The European National Crash Assessment Program, commonly known as EuroNCAP, was established in 1996. It was the result of collaborative efforts between various departments of transport and safety groups across Europe, aiming to create standardized testing procedures. The idea behind a centralized testing system was to eliminate the need to pass individual country’s testing procedures, simplifying the process and facilitating market entry. Thus, EuroNCAP was established. In 2001, they awarded their first 5-star rating to the Renault Laguna.

2009. EuroNCAP began testing Electronic Stability Control (ESC) by subjecting vehicles to rigorous turns in wet weather conditions, comparing performance with and without the system activated to assess their ability to stay on track. However, after ESC became mandatory in 2014 and virtually every car was equipped with it, EuroNCAP discontinued testing this feature as it no longer provided a competitive advantage.

2014. EuroNCAP initiated their testing protocols for Automatic Emergency Braking (AEB), marking the beginning of automated safety feature testing. The initial tests for AEB were relatively straightforward, consisting of two types: one where an ego vehicle (the car under test) approached a stationary car, and another where it approached a moving car at a consistently slower speed.

2015. EuroNCAP introduced tests for Automatic Emergency Braking (AEB) performance involving pedestrians.
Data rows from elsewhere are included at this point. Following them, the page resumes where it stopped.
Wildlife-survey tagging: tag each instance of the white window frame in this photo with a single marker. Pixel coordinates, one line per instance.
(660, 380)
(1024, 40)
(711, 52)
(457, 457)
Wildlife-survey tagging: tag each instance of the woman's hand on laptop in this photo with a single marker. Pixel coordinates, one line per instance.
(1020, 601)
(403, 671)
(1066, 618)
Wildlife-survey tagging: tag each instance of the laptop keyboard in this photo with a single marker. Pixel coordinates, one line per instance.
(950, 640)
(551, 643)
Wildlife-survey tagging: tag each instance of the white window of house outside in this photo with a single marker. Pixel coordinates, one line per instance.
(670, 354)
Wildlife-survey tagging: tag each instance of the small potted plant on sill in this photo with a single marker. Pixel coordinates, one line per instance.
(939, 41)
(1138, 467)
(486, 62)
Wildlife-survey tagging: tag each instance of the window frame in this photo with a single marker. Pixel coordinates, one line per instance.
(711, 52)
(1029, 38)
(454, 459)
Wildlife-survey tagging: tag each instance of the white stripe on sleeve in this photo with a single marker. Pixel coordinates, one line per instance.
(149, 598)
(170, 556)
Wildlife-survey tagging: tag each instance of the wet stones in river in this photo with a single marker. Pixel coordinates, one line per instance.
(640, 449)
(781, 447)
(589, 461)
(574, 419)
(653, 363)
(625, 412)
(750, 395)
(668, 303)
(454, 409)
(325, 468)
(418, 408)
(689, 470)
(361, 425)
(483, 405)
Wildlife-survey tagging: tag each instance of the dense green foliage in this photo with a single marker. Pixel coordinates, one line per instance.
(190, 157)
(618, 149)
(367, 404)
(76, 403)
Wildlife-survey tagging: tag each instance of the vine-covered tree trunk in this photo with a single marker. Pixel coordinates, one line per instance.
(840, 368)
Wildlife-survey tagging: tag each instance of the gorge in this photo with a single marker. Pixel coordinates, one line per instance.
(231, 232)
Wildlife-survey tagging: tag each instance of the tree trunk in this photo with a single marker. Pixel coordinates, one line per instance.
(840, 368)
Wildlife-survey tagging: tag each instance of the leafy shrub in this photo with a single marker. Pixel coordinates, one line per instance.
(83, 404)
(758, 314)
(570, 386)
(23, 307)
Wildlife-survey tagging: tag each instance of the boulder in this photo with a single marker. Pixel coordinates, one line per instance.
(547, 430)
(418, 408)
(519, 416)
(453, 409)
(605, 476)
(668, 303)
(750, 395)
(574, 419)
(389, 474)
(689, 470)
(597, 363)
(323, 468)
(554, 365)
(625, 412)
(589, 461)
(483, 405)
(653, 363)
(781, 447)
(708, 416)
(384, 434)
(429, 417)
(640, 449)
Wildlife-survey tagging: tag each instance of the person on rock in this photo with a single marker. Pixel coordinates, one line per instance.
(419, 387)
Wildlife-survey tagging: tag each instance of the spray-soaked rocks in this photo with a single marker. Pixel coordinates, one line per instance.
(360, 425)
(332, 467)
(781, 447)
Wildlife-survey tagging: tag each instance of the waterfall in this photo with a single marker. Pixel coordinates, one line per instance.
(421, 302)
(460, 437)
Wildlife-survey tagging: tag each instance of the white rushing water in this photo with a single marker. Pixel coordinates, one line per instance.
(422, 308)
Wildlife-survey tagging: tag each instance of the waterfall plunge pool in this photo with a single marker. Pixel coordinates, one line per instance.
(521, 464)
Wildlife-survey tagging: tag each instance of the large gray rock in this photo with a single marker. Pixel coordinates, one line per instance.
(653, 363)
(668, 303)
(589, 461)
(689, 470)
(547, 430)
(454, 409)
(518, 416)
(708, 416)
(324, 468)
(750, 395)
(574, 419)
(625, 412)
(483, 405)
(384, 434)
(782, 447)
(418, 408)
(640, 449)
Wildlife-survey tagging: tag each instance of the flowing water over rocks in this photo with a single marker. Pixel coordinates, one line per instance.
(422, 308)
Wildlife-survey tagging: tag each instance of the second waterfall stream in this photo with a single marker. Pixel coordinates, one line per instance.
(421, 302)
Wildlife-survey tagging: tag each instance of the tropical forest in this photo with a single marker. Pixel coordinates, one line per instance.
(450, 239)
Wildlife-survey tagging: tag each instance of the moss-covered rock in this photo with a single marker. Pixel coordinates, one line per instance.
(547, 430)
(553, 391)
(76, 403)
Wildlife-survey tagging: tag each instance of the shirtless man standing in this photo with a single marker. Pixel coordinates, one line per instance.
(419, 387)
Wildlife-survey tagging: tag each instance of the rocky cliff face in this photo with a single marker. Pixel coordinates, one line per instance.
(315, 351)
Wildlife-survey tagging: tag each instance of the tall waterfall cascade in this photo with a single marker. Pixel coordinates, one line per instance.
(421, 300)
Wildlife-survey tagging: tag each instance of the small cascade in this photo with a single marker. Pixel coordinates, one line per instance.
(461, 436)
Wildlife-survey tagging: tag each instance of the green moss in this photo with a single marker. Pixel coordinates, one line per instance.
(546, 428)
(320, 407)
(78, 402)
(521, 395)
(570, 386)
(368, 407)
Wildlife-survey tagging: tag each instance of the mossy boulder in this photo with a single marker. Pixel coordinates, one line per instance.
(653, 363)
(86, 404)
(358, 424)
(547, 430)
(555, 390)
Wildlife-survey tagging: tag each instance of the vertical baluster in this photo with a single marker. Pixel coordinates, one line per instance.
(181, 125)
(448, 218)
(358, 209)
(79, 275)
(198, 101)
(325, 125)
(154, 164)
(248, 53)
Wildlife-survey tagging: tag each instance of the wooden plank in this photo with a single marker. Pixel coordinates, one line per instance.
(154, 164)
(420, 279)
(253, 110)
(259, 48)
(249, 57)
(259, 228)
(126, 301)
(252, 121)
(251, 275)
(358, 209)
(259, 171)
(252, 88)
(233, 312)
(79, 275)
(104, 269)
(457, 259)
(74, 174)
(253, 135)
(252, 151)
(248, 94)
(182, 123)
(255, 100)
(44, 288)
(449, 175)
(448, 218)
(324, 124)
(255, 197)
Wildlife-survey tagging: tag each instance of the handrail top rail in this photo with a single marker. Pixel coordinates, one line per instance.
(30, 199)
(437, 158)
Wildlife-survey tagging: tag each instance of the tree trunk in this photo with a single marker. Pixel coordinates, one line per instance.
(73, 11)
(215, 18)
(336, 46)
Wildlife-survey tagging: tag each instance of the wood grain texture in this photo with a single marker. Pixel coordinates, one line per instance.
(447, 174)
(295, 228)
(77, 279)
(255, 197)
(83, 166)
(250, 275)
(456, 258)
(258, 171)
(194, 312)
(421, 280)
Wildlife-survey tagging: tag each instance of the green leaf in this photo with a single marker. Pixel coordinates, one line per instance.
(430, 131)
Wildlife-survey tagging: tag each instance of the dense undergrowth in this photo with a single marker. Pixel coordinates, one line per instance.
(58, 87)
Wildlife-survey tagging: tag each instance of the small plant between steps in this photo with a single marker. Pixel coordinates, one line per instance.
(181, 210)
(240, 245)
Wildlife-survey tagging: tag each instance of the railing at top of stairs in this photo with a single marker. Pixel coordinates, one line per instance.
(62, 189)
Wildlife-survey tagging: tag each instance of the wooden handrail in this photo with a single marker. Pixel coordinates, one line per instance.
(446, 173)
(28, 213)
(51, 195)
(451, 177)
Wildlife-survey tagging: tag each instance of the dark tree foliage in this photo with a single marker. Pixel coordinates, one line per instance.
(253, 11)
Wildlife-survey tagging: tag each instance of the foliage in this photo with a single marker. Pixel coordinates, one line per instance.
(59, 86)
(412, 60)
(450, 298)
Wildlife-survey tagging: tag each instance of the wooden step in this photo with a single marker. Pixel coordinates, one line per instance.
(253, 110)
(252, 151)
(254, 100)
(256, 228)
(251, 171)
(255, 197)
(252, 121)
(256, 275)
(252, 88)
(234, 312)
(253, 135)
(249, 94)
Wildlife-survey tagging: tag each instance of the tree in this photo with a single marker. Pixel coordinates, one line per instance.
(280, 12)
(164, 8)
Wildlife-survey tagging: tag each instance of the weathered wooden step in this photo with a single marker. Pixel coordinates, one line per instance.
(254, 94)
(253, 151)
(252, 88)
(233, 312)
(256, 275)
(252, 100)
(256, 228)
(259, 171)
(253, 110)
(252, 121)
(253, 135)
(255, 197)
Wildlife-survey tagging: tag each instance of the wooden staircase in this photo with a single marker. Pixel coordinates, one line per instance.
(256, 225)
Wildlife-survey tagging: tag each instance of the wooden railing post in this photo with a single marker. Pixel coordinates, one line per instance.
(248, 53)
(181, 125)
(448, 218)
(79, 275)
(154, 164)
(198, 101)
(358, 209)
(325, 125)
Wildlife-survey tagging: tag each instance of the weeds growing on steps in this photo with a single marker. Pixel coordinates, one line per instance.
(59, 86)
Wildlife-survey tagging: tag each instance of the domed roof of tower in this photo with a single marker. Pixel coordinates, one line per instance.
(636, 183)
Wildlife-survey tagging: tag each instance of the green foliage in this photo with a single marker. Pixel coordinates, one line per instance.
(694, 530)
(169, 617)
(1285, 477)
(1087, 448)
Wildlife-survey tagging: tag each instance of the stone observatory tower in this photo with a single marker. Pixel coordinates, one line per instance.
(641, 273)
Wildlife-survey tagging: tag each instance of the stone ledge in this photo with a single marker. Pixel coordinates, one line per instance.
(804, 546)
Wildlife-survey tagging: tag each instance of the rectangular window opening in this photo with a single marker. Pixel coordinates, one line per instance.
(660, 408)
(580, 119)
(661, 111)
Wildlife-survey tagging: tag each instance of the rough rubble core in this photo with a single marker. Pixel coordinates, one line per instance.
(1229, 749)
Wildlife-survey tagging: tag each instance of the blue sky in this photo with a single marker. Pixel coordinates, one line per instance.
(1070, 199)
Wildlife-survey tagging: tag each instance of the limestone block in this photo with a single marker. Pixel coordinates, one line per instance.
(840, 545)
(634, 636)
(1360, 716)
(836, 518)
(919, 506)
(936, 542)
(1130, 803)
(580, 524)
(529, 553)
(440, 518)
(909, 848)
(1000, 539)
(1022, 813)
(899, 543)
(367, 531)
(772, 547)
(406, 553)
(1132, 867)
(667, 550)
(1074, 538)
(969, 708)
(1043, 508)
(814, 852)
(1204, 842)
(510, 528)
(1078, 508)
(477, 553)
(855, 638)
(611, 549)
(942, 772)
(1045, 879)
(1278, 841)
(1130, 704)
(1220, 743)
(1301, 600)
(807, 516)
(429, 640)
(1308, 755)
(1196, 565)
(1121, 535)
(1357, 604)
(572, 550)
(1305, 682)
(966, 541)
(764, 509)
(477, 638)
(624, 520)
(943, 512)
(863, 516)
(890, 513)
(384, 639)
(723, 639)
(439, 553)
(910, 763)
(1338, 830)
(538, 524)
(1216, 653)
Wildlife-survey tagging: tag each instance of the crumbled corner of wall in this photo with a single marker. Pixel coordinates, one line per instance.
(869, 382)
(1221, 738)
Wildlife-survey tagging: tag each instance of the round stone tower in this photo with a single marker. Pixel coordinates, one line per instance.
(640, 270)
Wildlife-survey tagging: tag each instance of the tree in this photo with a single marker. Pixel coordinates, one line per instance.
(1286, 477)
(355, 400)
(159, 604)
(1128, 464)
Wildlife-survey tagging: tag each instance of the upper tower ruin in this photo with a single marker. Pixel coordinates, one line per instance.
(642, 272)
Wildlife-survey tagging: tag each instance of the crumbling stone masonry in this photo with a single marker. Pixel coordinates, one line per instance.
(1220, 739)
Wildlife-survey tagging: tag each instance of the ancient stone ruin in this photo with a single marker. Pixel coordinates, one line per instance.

These tests consisted of two types: the first involved an adult manikin walking perpendicular to the path of the ego vehicle, while the second test replicated the scenario with a child manikin. Notably, the latter test incorporated additional complexity by introducing two additional vehicles as occlusions. This marked the first instance of enhancing testing regimes to assess the effectiveness of specific autonomous features. It’s an important trend to observe as it showcases the evolving nature of testing methodologies.

2018. EuroNCAP started to test AEB with cyclists, again with two variations where the cyclist is moving perpendicular to the vehicle under test and another where both travel in the same direction. Start to see a trend emerging?

In the same year, EuroNCAP introduced additional tests to assess level 2 functionality. These included various scenarios for AEB, such as evaluating the ego vehicle’s response when another vehicle cuts into its path, when a vehicle in front of the ego suddenly veers out of the way to reveal a stationary car ahead, and how the ego vehicle reacts to a decelerating vehicle in front of it. Furthermore, the testing regime incorporated navigating an S curve to evaluate the performance of Automatic Lane Keeping Systems (ALKS). Lastly, the assessment also measured how well the ego vehicle avoids obstacles placed on the road.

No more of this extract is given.